If you’ve experienced this type of situation at work, it’s likely because you’re putting your livelihood before your personal best interest. Here are a few tips to help you gain confidence and overcome your situation.
connect with others in the workplace
Speaking to trusted colleagues about the issues might help you find support from those around you. If you are reprimanded, that signifies it might be time to leave, because staying in an environment like that can be very hard on your mental health. However, if there are troublemakers in the office, it’s important to know that other people will usually have noticed. It might be that someone has been experiencing the exact same problem but hasn’t had the confidence to voice it.

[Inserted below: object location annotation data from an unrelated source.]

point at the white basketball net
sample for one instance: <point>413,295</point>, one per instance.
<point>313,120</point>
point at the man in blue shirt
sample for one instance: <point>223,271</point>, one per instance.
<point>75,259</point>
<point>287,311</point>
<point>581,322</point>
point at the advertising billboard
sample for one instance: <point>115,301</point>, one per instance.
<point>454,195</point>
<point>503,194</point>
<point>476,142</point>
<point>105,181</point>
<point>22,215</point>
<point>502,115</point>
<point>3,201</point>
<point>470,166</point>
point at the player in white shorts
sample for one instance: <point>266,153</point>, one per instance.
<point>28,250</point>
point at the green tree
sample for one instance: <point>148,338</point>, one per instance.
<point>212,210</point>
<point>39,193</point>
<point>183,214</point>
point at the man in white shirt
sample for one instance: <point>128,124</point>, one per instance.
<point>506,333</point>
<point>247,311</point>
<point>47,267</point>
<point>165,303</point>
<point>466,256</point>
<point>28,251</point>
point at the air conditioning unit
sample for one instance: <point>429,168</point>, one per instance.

Together, you’ll be more powerful than you would have on your own. There is confidence in numbers. This can potentially help you bring up the problem to your managers, or even work on more legally important means of stopping the situation from getting worse. At the very least, feeling understood can motivate you to get the most out this experience, which sometimes can be the best thing to hope for.
It’s important to speak firmly about what you have to say. It might seem that we’ve only offered cloak-and-dagger like solutions thus far, but it’s essential to know that sometimes, a direct conversation is the best method forward. It’s likely your bosses aren’t evil, but maybe sidetracked and having trouble prioritizing what they should. Sometimes firmly talking to someone that you’re not interested and if the behavior continues you will report them can stop it. One of the first questions you will be asked when declaring an issue is ‘did you speak to the person involved firmly?’

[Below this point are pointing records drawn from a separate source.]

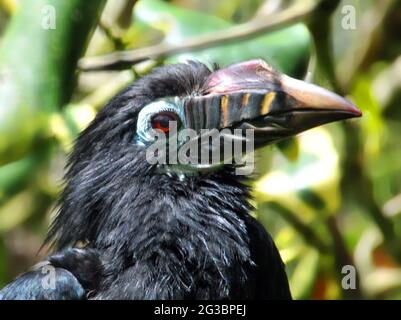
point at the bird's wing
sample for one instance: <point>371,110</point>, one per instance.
<point>44,283</point>
<point>271,279</point>
<point>68,275</point>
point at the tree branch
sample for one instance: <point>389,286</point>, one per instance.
<point>256,26</point>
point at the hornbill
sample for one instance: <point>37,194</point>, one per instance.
<point>129,229</point>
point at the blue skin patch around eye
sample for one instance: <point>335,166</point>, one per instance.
<point>144,129</point>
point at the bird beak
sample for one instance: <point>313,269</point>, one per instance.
<point>252,95</point>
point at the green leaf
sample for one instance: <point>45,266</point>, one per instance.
<point>37,64</point>
<point>288,49</point>
<point>304,275</point>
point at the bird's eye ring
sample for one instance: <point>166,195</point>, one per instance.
<point>163,120</point>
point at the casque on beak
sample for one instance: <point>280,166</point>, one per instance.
<point>252,95</point>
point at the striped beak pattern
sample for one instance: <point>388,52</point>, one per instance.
<point>252,95</point>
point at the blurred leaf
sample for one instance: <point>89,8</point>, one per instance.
<point>31,88</point>
<point>16,175</point>
<point>289,148</point>
<point>288,49</point>
<point>308,186</point>
<point>304,275</point>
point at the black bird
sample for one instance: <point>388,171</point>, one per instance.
<point>129,229</point>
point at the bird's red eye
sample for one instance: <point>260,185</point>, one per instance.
<point>162,120</point>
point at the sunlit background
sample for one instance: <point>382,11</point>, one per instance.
<point>330,197</point>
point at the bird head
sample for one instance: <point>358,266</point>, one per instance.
<point>108,171</point>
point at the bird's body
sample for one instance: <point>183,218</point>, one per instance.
<point>148,233</point>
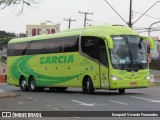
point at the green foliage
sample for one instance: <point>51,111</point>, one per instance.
<point>5,37</point>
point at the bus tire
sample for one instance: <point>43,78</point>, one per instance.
<point>87,86</point>
<point>23,84</point>
<point>52,89</point>
<point>121,91</point>
<point>32,84</point>
<point>61,89</point>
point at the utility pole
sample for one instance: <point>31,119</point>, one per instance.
<point>85,17</point>
<point>69,20</point>
<point>130,15</point>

Collecting evidence of the issue can be the best first step to try and accomplish. It can give you the means of potentially proving exactly your claims later on. This might come in the form of emails. If possible, request security footage to prove your claims. Be sure to take note of the date and time in which the incident happened. Or, maybe attempt to record incidents when they happen, with your cell phone. Collecting evidence might mean bringing together other people who have felt the same way that you do. You’ll also want to be prepared if you decide to pursue legal action with a law firm like the Derrick Law Firm.

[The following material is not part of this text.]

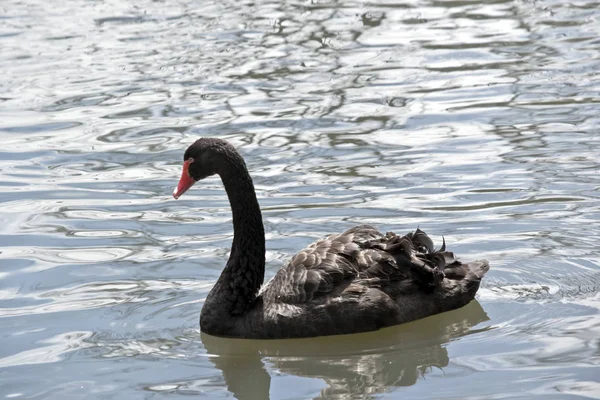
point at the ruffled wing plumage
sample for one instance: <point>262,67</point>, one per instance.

stay in contact with former employees
It might be that ex-employees have left due to this. If you are able to, it might be worth trying to connect with them. But don’t feel rejected if they aren’t happy talking about their time there. Sometimes people have left for a reason that they to put it behind them. Respect this and accept that it may take several ‘no’s’ to find someone willing to confirm your claims.
consider legal assistance
Ensure the legal help you find is professional, is willing to guide you and hear what you have to say. Also, accept how they decide to progress with the case. Sometimes, there may be a very possible case there, sometimes it might be too weak for them to take on. In any case, the pursuit is worth taking to seek the compensation and justice you deserve.